Data generation is handled by the “Research‑Factory” pipeline. A search agent harvests recent papers from top conferences (ICML, NeurIPS, ICLR), filters them by quality and impact, converts PDFs to markdown, and records official code URLs in a blacklist to prevent cheating. An evaluation agent then automatically constructs a rubric tree for each paper by analyzing its content and official implementation. Using this pipeline, the authors create thousands of high‑quality prompts and, after quality filtering, distill long‑horizon trajectories from Claude 4.5 Sonnet (Thinking). The resulting dataset provides rich supervision for both SFT and RL stages.

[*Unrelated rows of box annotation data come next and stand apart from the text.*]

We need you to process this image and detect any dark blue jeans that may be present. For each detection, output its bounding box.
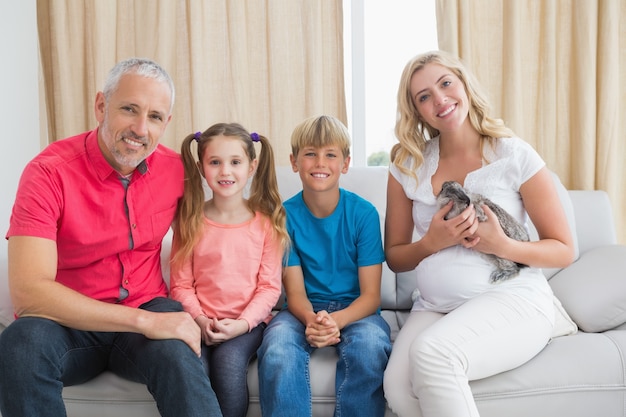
[202,323,267,417]
[0,298,221,417]
[257,302,391,417]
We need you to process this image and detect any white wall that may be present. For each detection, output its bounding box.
[0,0,40,316]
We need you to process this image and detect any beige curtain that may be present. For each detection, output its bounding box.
[437,0,626,243]
[37,0,347,165]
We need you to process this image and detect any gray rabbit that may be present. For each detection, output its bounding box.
[437,181,529,283]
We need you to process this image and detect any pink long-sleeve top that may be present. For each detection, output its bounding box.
[170,212,283,330]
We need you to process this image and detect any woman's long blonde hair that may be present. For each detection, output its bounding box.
[391,51,514,181]
[172,123,289,265]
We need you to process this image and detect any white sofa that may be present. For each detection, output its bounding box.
[0,167,626,417]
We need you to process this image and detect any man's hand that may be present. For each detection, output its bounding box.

Infrastructure optimizations are also described. A unified Kubernetes‑based sandbox supports >10 000 concurrent instances, manages >25 000 Docker images, and pre‑installs 80+ research‑related Python packages (e.g., PyTorch, TensorFlow). The rollout‑training pipeline mitigates the “pipeline imbalance” problem (where long tasks cause judges to become a bottleneck) by overlapping rollouts with evaluation and using an open‑source judge (gpt‑oss‑120b) during training to reduce cost and prevent benchmark hacking.

Experimental results show that KLong (106 B) outperforms the 1‑trillion‑parameter closed‑source Kimi K2 Thinking by 11.28 % on PaperBench (62.34 % vs. 51.06 %). Across five agentic benchmarks, KLong achieves the highest average score (62.59 %). It also generalizes to other coding benchmarks such as SWE‑bench Verified and MLE‑bench, where it surpasses existing open‑source baselines. Ablation studies confirm that trajectory‑splitting SFT is responsible for the dramatic increase in assistant turns, while progressive RL contributes the additional performance gain.

In summary, KLong demonstrates that with carefully engineered data pipelines, trajectory‑splitting supervision, and a staged progressive RL schedule, an LLM agent can acquire robust long‑horizon reasoning and tool‑use capabilities without needing an enormous model size. The work opens a path toward autonomous agents that can conduct full research reproducibility, complex software development, and multi‑day experimental workflows, bringing us closer to truly general-purpose AI assistants.